A pet shop is absolutely the last place I’d go shopping for artificial plants. It’s a major industry these days, providing shopping malls and offices and homes etc. You’d be amazed at the range that is available and just how realistic they can be. I grow plants as a hobby, so I know my stuff, yet I have had to check twice with some of the artificial plants I've come across because they are so life-like. Try googling “best artificial plants + your location” and you'll have lots of good plants to choose from.

These are images I collected from the net for my own inspiration, should my circumstances change and allow me to keep again:


----------



## Lucidslair (Sep 4, 2020)

Bluetongue1 said:


> A pet shop is absolutely the last place I’d go shopping for artificial plants. It’s a major industry these days, providing shopping malls and offices and homes etc. You’d be amazed at the range that is available and just how realistic they can be. I grow plants as a hobby, so I know my stuff, yet I have had to check twice with some of the artificial plants I've come across because they are so life-like.

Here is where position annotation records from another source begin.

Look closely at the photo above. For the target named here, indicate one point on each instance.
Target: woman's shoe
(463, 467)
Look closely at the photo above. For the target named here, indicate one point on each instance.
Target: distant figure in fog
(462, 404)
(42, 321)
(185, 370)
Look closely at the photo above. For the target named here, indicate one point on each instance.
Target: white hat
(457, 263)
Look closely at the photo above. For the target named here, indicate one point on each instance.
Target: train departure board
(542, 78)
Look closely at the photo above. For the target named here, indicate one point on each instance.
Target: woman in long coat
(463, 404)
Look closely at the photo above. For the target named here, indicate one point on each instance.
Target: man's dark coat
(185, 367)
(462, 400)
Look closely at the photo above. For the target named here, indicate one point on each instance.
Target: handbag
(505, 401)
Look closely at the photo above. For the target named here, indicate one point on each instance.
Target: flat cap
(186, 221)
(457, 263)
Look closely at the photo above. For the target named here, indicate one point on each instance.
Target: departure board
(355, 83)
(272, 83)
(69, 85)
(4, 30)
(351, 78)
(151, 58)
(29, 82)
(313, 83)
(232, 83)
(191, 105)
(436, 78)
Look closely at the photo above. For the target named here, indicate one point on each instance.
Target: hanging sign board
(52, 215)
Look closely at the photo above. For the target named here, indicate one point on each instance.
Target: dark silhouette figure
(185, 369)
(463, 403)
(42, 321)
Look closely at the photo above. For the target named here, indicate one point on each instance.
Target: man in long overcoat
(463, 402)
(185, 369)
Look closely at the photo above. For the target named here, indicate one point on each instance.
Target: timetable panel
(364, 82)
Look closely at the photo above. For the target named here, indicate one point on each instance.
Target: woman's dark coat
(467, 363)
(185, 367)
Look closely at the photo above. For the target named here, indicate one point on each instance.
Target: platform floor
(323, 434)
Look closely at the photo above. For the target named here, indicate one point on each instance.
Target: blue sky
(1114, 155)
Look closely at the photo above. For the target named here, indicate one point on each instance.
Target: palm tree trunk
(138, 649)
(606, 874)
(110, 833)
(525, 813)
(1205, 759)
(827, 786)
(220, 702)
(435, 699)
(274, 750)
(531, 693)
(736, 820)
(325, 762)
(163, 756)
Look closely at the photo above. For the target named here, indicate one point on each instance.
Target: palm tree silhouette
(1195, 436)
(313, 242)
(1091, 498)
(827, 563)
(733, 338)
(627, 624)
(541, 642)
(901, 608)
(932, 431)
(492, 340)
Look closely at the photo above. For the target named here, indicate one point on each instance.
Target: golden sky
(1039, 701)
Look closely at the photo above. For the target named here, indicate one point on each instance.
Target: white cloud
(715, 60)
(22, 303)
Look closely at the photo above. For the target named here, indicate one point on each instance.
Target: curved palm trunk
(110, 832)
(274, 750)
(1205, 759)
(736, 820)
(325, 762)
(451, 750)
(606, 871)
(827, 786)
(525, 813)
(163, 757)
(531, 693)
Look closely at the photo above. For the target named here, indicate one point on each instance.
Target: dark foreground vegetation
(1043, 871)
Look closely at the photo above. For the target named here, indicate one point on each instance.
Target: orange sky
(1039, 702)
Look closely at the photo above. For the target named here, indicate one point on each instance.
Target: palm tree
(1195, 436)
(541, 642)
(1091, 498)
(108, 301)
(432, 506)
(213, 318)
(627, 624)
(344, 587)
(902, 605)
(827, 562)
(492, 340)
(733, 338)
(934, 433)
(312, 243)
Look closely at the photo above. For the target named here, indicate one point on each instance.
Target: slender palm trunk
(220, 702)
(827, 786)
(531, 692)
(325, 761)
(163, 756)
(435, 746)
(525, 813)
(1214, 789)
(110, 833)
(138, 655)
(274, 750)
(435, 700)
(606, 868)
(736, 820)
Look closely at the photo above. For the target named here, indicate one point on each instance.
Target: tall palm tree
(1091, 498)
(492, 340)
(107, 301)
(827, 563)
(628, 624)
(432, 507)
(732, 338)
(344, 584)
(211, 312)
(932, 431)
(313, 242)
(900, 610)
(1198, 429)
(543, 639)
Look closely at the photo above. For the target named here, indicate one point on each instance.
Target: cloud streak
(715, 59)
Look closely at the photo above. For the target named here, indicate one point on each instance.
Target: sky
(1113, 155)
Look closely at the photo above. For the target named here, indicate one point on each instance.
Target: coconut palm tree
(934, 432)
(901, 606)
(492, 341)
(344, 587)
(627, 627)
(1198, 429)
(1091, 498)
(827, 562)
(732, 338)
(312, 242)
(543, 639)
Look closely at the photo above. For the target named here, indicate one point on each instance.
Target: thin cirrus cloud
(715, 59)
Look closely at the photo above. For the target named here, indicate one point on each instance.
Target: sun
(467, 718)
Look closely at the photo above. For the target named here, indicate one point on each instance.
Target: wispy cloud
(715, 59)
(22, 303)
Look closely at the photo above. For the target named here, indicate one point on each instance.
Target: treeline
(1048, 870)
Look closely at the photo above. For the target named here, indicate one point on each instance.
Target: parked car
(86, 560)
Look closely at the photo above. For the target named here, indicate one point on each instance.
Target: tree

Try googling “best artificial plants + your location” and you'll have lots of good plants to choose from.
> 
> These are images I collected from the net for my own inspiration, should my circumstances change and allow me to keep again:
> View attachment 329884
> ...



Wow those setups are beautiful, thanks for sending them!
I’ve got some fake plants on the way and now I just need to find some more suitable logs / sticks and I’ll be set


----------



## Mick_Allen (Oct 12, 2020)

Bluetongue1 said:


> A pet shop is absolutely the last place I’d go shopping for artificial plants. It’s a major industry these days, providing shopping malls and offices and homes etc. You’d be amazed at the range that is available and just how realistic they can be. I grow plants as a hobby, so I know my stuff, yet I have had to check twice with some of the artificial plants I've come across because they are so life-like. Try googling “best artificial plants + your location” and you'll have lots of good plants to choose from.



You are right, unfortunatelly, with artificial plants you will never be pleased by new leafs, new flowers...


----------